For instance, schools need clean water to fulfill water needs such as drinking, making hot beverages, and cooking. As an admin, you could be responsible for finding a suitable water filtration system for the school’s water sources. Connecting a water filtration system to your current water supply can help reduce contaminants and impurities that could be harmful. The filtration system filters the water before dispensing it, making the water healthier and more refreshing for teachers, staff members, and students. A professional team of filtration experts regularly service and maintain the equipment.
As an admin, it may also be your responsibility to keep track of such services, work orders, and requests, confirming the completion and costs of the labor and any equipment.
4. Embrace challenges that can help you grow.

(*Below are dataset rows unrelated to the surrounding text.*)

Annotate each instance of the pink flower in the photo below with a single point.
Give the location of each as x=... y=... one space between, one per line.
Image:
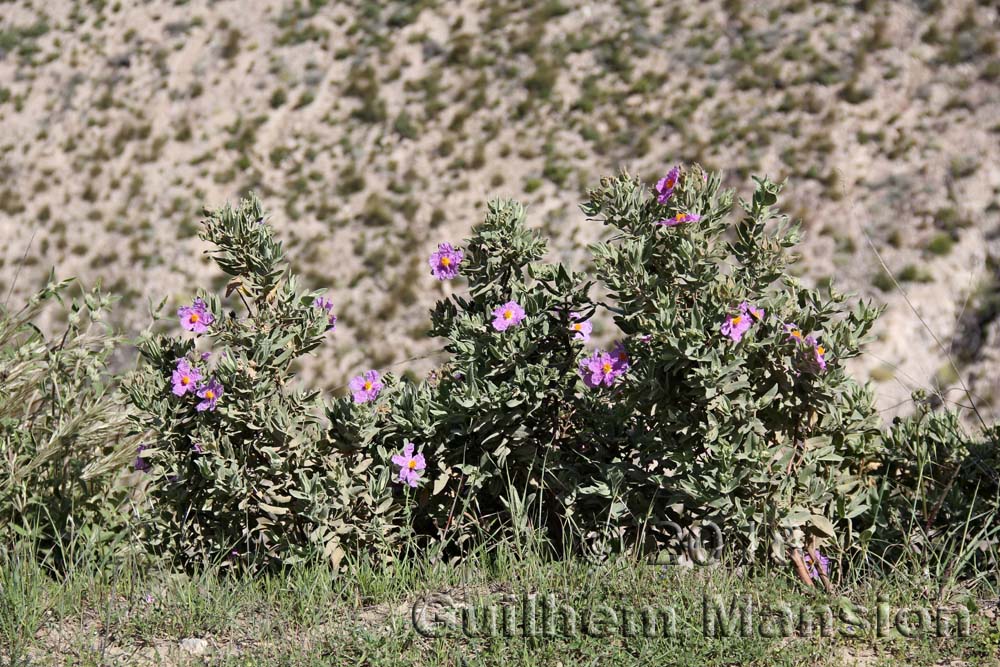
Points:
x=665 y=186
x=598 y=369
x=619 y=357
x=210 y=393
x=366 y=387
x=679 y=219
x=794 y=333
x=817 y=354
x=581 y=328
x=738 y=324
x=185 y=377
x=410 y=465
x=444 y=263
x=507 y=315
x=196 y=317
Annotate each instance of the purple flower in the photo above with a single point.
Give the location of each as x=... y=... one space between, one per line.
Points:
x=444 y=263
x=794 y=333
x=195 y=317
x=210 y=392
x=619 y=358
x=755 y=312
x=366 y=387
x=141 y=464
x=735 y=326
x=185 y=377
x=817 y=354
x=598 y=369
x=679 y=219
x=665 y=186
x=824 y=565
x=738 y=324
x=581 y=328
x=327 y=305
x=507 y=315
x=410 y=465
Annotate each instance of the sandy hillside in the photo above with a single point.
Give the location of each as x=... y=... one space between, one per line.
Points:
x=373 y=131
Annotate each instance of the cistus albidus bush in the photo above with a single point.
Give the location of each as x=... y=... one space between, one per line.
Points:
x=237 y=469
x=740 y=410
x=705 y=384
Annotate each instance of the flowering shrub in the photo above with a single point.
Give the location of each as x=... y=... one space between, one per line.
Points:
x=238 y=471
x=735 y=416
x=714 y=407
x=500 y=427
x=724 y=398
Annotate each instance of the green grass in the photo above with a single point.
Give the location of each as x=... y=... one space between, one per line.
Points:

Being an administrator is a job that can expose you to some difficulties and stressors. Whether the challenges relate to staff interactions, student performance, safety, or adhering to district policies, in most cases, an administrator will have to take a position and create a solution. Learn from uncomfortable or challenging incidents and conversations instead of avoiding them. In addition to learning from challenges themselves, you can also grow in your role by learning from other staff members who may help you forge new paths to solving challenges and improving the school.
5. Ask for help.
New and experienced school administrators can benefit from asking for help when they need it. Asking for help and input from your colleagues and staff members is a way of learning, as well as showing your team that you’re receptive to suggestions and respect others’ opinions.
6. Acknowledge the building’s history.
Students, parents, teachers, and community members in the school neighborhood can influence the school culture. Validate, recognize, and honor the hard work and contributions these influential individuals put into the school.
7. Get involved in the organization and be visible.
To be sure of what’s going on in your school, make yourself visible. Go into as many classrooms and spaces as you can. Doing so enables you to make observations, get to know students’ strengths and weaknesses, and create initiatives and solutions that encourage learning and growth.
8. Recognize and honor the talent of the organization
When making observations of students’, teachers’, and other staff members’ performance, be sure to recognize and acknowledge strengths. Making your school a comfortable place for people to demonstrate their skills and improve them can benefit educational outcomes.
9. Be as approachable as you can.
In addition to being receptive to and accepting advice from others, make sure your colleagues and staff feel comfortable approaching you for advice and suggestions.
10. Find ways to be supportive.
A school administrator has many responsibilities to take care of in what can feel like so little time. Still, the students, parents, teachers, and other staff members will require your help and expertise. For this reason, it’s crucial to make yourself available. Be able to set aside time to assist others and support them.
Making decisions as a school administrator can be stressful. Your administrative decisions can impact students, teachers, special education teachers, secretaries, other staff members, and families. For this reason, taking the time to make sure your choice is the right one is crucial.
Your first year in your new position as a school administrator is likely to be a year of growth. Progress takes patience, which is a crucial component of leadership and working hard to serve others.